The digital reference list is prepared by the same person who writes the work: the
author, and it is trivial.

> Given the funding practices in UK universities, it will probably be
> me (yes, even UK professors . . . at least in the Humanities, don't
> have their own assistants and secretaries to do such work). So,
> instead of preparing RAE submission documents, which takes time away
> from research, I'll have to scan manually all my publications into some
> sort of digital format, and get them mounted on an appropraite site,
> which will = clerical work requiring time from research.

No. No scanning.
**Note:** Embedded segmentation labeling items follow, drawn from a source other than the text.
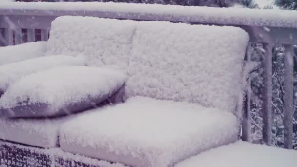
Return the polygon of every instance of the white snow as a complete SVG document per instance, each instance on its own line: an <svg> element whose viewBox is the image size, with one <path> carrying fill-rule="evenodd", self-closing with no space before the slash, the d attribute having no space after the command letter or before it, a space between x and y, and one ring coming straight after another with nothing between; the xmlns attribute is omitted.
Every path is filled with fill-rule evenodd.
<svg viewBox="0 0 297 167"><path fill-rule="evenodd" d="M87 56L88 65L127 68L135 21L94 17L63 16L52 23L47 55ZM87 26L85 26L87 25Z"/></svg>
<svg viewBox="0 0 297 167"><path fill-rule="evenodd" d="M10 108L27 101L28 104L47 104L54 112L88 98L109 95L123 85L126 78L124 73L109 68L56 67L15 82L0 99L0 105Z"/></svg>
<svg viewBox="0 0 297 167"><path fill-rule="evenodd" d="M63 151L60 148L51 148L47 150L46 153L49 154L51 156L55 157L61 158L65 162L68 162L68 161L72 162L75 161L79 162L81 163L85 163L85 164L90 165L91 167L127 167L123 164L115 163L111 163L109 162L104 160L98 160L96 159L86 157L82 155L73 154L69 152ZM69 164L63 164L63 167L67 167ZM72 165L73 164L70 164ZM54 166L54 167L60 166L59 165Z"/></svg>
<svg viewBox="0 0 297 167"><path fill-rule="evenodd" d="M237 140L236 117L196 104L135 97L64 123L66 151L134 166L168 167Z"/></svg>
<svg viewBox="0 0 297 167"><path fill-rule="evenodd" d="M258 4L260 8L264 8L267 6L272 6L274 8L278 7L274 5L274 0L255 0L255 2Z"/></svg>
<svg viewBox="0 0 297 167"><path fill-rule="evenodd" d="M125 93L234 113L248 41L237 27L142 21L133 38Z"/></svg>
<svg viewBox="0 0 297 167"><path fill-rule="evenodd" d="M294 167L297 151L238 141L186 160L175 167Z"/></svg>
<svg viewBox="0 0 297 167"><path fill-rule="evenodd" d="M57 146L59 128L65 118L0 119L0 139L50 148Z"/></svg>
<svg viewBox="0 0 297 167"><path fill-rule="evenodd" d="M0 9L39 9L44 15L55 11L103 11L110 17L140 20L159 19L188 22L297 28L297 11L248 8L214 8L125 3L3 3ZM70 15L69 13L69 15ZM86 13L87 13L87 12ZM90 13L92 15L94 13Z"/></svg>
<svg viewBox="0 0 297 167"><path fill-rule="evenodd" d="M45 42L0 47L0 66L43 56L46 50L46 42Z"/></svg>
<svg viewBox="0 0 297 167"><path fill-rule="evenodd" d="M82 57L55 55L38 57L0 66L0 91L4 92L10 85L26 75L55 67L83 66L85 62Z"/></svg>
And depositing a digital document in your institutional
repository is just a few minutes worth of keystrokes per publication,
which you, or your students, or your departal clerical help are quite
capable of performing, and which you will agree is trivial, if you simply
try it a few times (which is all it will take, per year!)

    Carr, L. and Harnad, S. (2005) Keystroke Economy: A Study of the
    Time and Effort Involved in Self-Archiving.
    http://eprints.ecs.soton.ac.uk/10688/

> Granted, spending money on an IT setup instead of millions on running
> RAE committees might be a saving. Don't know. Given the recent
> histories of govt IT systems, however, I'm not so sure.
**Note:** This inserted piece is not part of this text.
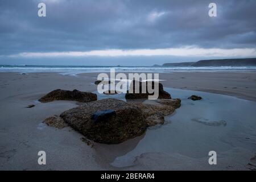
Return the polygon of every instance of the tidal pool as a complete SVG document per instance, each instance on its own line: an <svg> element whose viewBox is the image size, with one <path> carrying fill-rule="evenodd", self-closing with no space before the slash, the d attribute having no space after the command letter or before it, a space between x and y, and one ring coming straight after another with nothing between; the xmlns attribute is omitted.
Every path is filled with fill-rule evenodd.
<svg viewBox="0 0 256 182"><path fill-rule="evenodd" d="M165 88L181 107L165 118L163 125L149 127L137 146L110 163L116 167L134 165L135 158L148 152L177 153L193 158L208 156L235 147L256 151L256 102L234 97ZM192 94L203 100L192 101ZM98 99L125 100L124 94L98 94Z"/></svg>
Trust me: It takes incomparably less time (and costs incomparably less)
to deposit all annual publications in one's Institutional Repository
than to do the RAE paper-chase. Try it and you'll see what I mean.
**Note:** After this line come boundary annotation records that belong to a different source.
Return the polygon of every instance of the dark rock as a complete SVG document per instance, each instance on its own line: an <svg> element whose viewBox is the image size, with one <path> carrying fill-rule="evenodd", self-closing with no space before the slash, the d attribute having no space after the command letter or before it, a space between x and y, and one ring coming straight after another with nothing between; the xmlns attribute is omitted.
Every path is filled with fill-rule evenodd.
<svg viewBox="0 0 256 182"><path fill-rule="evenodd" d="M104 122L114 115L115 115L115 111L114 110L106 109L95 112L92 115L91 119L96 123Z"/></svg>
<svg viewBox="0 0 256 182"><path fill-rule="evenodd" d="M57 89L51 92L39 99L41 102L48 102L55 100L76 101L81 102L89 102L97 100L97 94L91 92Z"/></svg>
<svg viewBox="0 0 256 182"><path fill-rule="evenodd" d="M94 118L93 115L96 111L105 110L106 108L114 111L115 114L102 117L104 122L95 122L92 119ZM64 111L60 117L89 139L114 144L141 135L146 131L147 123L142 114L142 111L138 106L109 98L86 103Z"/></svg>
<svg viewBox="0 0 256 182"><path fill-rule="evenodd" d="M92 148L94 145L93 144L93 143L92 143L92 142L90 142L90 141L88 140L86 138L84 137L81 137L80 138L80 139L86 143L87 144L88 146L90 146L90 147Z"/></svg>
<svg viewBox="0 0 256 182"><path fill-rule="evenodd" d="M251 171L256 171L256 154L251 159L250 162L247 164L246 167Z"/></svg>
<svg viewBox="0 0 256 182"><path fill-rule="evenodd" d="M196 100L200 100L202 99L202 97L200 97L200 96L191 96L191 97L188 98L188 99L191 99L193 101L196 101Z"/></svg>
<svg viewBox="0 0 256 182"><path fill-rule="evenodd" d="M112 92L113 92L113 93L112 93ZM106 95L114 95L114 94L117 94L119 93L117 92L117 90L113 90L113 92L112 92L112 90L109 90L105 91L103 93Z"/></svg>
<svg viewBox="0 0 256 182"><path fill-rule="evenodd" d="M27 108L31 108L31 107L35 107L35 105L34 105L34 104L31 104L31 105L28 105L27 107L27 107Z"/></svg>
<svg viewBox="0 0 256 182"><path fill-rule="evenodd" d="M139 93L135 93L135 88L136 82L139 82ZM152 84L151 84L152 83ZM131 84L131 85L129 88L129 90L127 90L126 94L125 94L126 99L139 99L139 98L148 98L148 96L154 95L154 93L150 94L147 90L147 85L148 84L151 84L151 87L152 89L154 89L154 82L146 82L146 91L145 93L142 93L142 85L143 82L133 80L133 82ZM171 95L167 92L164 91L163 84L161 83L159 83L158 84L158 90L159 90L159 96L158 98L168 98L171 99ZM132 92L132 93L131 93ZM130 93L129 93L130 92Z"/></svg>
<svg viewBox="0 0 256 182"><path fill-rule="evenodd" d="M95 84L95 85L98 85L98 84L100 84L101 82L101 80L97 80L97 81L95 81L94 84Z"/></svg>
> So, essentially, Stevan's enthusiasm for a metrics approach is
> dependent on his vision of OA compliance by us all . . . scholars in
> all fields, publishers, universities, govts, funding bodies, etc. When
> that's all in place, let me know.

Larry is quite right to say that the RAE switch to metrics is not enough.
The RCUK needs to mandate self-archiving. Let's hope they will have the
sense to do so.

> Oh, and my reservations about a metrics approach don't = any particular
> great enthusiasm for the current RAE approach either. So, if Stevan
> could refrain from such non sequiturs, I'd be grateful. It's a nice
> debating trick, but we're not into such tricks here, I hope. We're
> trying to figure out a sane, economic and relatively efficient way of
> trying to make decisions about quality of research. Actually, my own
> provisional preference (at least till Stevan fully persuades me
> otherwise) is to consider simply requiring researchers to make periodic
> grant applications to the funding councils for operating grants, which
> effecitively means abolishing the two-envelope approach to
> INSTITUTIONAL funding, and restricting RESEARCH funding to researchers.

I don't think I was using a debating trick. My support for a metric RAE is based
entirely on the premise that there will continue to be an RAE at all. Under those
conditions, a metric RAE is incomparably preferable to the current profligate paper
chase and panel re-review. On whether the RAE should be scrapped altogether, nolo
contendere (although I have a mild intuitive preferance for a dual system, where
some small department-level top-slicing smooths and supplements individual grant
submissions). This Forum is about OA policy, however, not about research funding
policy, so the RAE is pertinent only inasmuch as it exists, and can help nudge the
RCUK to follow suit by doing the sensible thing.

And I too detest mass metrics as inimical to individual quality and creativity. But
I'm not happy with the gaussian decision-making that underpins democracy either. I
just can't think of any good alternative at those scales...

About the value of OA, however, I have no doubts. And inasmuch as rationalizing the
RAE system with metrics can help usher in OA, it seems sensible to support it.